Chacune de ces hypothèses porte certainement en elle un germe de vérité. Pour le Dr Bruno Grandbastien, médecin hygiéniste, il ne fait aucun doute que l'application des gestes barrières comme le fait de porter un masque ou encore de se laver les mains avec régularité et soin, joue un rôle majeur.
"On a un point de repère avec ce qui s'est passé sur la grippe dans l'hémisphère Sud: cette année, l'épidémie a été toute petite, du fait très probablement du respect des mesures barrières, du port du masque, de l'hygiène des mains, et peut être aussi du confinement au moment où c'était le pic saisonnier habituel en période hivernale pour l'hémisphère Sud, donc aux mois de février et mars, indique le médecin en guise de parallèle.
Bruno Grandbastien, président de la Société française d'hygiène hospitalière, poursuit la comparaison en évoquant le fait qu'"en 2009, lors de l'épidémiede grippe H1N1, on avait observé une baisse de l'incidence des gastro-entérites".
Si pour l'heure, les chiffres des maux hivernaux sont moindres par rapport à ceux des autres années, Bruno Grandbastien avance que cela pourrait perdurer pour le reste de la saison:
"On s'attend à avoir effectivement une plus faible incidence de toutes ces maladies hivernales. On sait que les mesures de protections qui ont été proposées pour le Covid vont être efficaces sur tous les virus respiratoires saisonniers qui circulent tous les ans. Assez sereinement, je pense que la grippe devrait être aussi assez bien maitrisée pour cette saison", juge-t-il, ajoutant qu'il devrait en être de même pour les gastro-entérites.
Si une baisse drastique a été observée pour les diagnostics et passages aux urgences dus aux bronchiolites, bronchites et gastro-entérites, le nombre d'hospitalisations pour ces mêmes maladies est en revanche à un niveau similaire que ceux observés les années précédentes.
Une décorélation qui peut étonner, et qui peut signifier plusieurs choses. Cela pourrait d'abord indiquer que les virus provoquant gastro-entérites, bronchites et bronchiolites circulent tout autant, mais ne sont simplement moins sujets à consultations médicales et donc à un diagnostic.
La deuxième hypothèse, avancée par le Dr Grandbastien, est que ces "pathologies hivernales, quand elles donnent des symptômes respiratoires ou digestifs, peuvent évoquer des cas de Covid-19." Lorsque ces symptômes sont aigus, le médecin estime plausible le fait qu'on l'on ait "une attention toute particulière" pour ces patients, qui pourraient donc faire l'objet d'une suspicion de forme grave de coronavirus et seraient donc hospitalisés.
Suspicion qui ne serait donc in fine pas confirmée par les tests pratiqués, mais qui pourrait en partie expliquer le fait que les chiffres des hospitalisations pour bronchites, bronchiolites et gastro-entérites restent similaires à ceux des années passées, contrairement aux autres indicateurs.

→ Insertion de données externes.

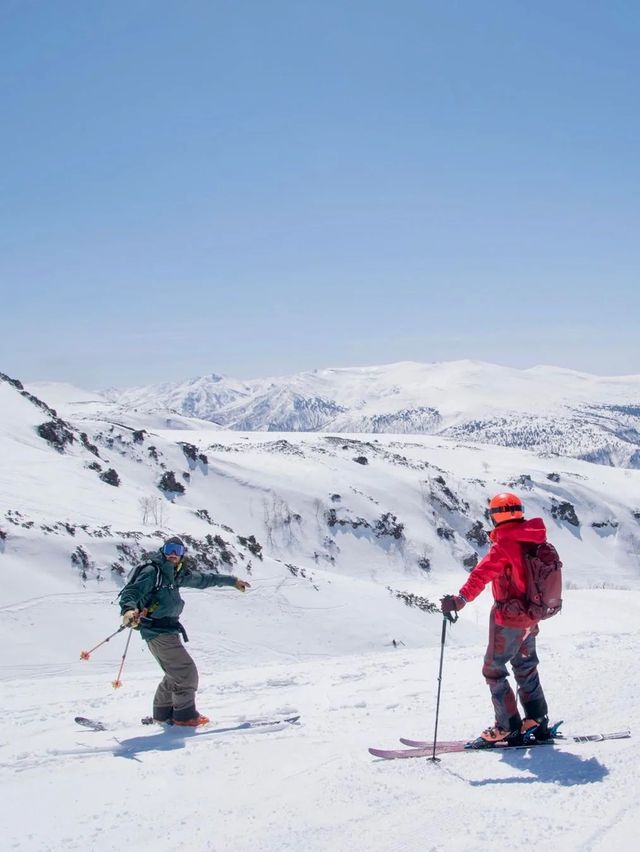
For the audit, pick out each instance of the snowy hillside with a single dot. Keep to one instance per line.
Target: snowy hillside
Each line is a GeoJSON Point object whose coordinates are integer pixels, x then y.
{"type": "Point", "coordinates": [545, 409]}
{"type": "Point", "coordinates": [347, 541]}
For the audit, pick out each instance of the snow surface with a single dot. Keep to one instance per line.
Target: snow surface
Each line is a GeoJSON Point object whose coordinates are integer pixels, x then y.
{"type": "Point", "coordinates": [313, 636]}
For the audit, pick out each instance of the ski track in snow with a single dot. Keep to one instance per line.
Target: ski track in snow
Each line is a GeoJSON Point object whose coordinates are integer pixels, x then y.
{"type": "Point", "coordinates": [314, 786]}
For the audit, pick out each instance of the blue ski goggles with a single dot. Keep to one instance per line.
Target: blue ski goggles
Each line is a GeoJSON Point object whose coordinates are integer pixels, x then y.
{"type": "Point", "coordinates": [173, 549]}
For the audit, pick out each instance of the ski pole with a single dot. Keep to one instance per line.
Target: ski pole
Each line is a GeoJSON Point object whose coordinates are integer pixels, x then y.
{"type": "Point", "coordinates": [450, 618]}
{"type": "Point", "coordinates": [84, 655]}
{"type": "Point", "coordinates": [117, 683]}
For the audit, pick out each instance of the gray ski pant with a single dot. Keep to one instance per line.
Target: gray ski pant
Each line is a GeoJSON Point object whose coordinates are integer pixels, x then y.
{"type": "Point", "coordinates": [175, 696]}
{"type": "Point", "coordinates": [517, 646]}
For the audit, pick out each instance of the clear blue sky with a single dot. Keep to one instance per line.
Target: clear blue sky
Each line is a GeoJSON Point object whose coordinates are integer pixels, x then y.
{"type": "Point", "coordinates": [257, 187]}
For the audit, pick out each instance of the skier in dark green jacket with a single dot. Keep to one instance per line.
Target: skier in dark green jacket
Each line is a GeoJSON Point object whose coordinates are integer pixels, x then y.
{"type": "Point", "coordinates": [151, 602]}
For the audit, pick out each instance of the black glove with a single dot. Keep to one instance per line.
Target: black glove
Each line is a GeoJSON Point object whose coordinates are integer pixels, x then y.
{"type": "Point", "coordinates": [451, 603]}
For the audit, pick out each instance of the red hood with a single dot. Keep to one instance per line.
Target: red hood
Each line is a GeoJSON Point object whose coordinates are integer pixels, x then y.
{"type": "Point", "coordinates": [532, 530]}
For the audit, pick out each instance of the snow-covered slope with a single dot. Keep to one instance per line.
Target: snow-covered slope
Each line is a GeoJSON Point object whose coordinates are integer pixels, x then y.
{"type": "Point", "coordinates": [547, 409]}
{"type": "Point", "coordinates": [347, 540]}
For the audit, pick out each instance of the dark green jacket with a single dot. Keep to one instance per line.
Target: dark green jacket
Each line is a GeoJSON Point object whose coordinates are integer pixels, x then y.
{"type": "Point", "coordinates": [157, 589]}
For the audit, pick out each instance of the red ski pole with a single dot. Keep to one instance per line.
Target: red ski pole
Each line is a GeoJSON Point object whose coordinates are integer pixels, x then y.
{"type": "Point", "coordinates": [84, 655]}
{"type": "Point", "coordinates": [117, 683]}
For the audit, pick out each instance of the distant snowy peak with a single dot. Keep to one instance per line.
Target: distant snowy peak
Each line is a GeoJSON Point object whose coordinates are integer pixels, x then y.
{"type": "Point", "coordinates": [547, 409]}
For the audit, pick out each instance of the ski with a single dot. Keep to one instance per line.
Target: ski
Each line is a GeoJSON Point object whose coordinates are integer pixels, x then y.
{"type": "Point", "coordinates": [426, 749]}
{"type": "Point", "coordinates": [249, 724]}
{"type": "Point", "coordinates": [92, 724]}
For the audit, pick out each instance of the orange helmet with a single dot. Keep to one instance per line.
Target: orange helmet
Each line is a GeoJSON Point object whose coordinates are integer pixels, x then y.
{"type": "Point", "coordinates": [505, 507]}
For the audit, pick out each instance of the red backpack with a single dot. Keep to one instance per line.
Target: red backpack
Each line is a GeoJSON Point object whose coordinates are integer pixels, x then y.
{"type": "Point", "coordinates": [544, 580]}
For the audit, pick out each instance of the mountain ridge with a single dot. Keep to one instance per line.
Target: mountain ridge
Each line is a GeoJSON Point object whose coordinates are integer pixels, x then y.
{"type": "Point", "coordinates": [551, 410]}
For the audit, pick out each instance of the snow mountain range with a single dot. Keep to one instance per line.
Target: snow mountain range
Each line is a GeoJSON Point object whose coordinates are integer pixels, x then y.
{"type": "Point", "coordinates": [348, 541]}
{"type": "Point", "coordinates": [548, 410]}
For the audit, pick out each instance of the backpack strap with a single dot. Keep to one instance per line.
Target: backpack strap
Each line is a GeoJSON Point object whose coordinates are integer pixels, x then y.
{"type": "Point", "coordinates": [136, 573]}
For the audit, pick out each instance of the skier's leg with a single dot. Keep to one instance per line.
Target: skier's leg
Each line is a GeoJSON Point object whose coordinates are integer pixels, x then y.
{"type": "Point", "coordinates": [180, 682]}
{"type": "Point", "coordinates": [525, 670]}
{"type": "Point", "coordinates": [503, 644]}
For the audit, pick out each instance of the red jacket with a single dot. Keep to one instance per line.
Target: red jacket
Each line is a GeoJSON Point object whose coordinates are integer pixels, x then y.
{"type": "Point", "coordinates": [504, 568]}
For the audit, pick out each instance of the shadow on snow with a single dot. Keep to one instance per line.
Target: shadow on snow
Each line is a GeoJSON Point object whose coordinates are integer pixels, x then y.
{"type": "Point", "coordinates": [549, 767]}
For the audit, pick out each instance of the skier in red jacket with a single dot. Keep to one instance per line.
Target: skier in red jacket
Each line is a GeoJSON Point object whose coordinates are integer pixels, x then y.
{"type": "Point", "coordinates": [512, 634]}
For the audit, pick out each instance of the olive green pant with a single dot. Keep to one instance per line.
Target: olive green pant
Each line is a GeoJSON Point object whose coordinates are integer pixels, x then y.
{"type": "Point", "coordinates": [175, 696]}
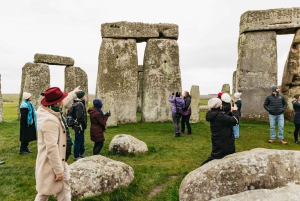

L'application des gestes barrières survivra-t-elle à la pandémie de Covid-19 pour lutter contre les maux hivernaux? Pour Bruno Grandbastien, rien n'est moins sûr. "En 2009, on avait vu les mesures s'appliquer l'année de la pandémie grippale, et plus grand chose l'année d'après. On oublie vite ce genre de réflexes", regrette le praticien.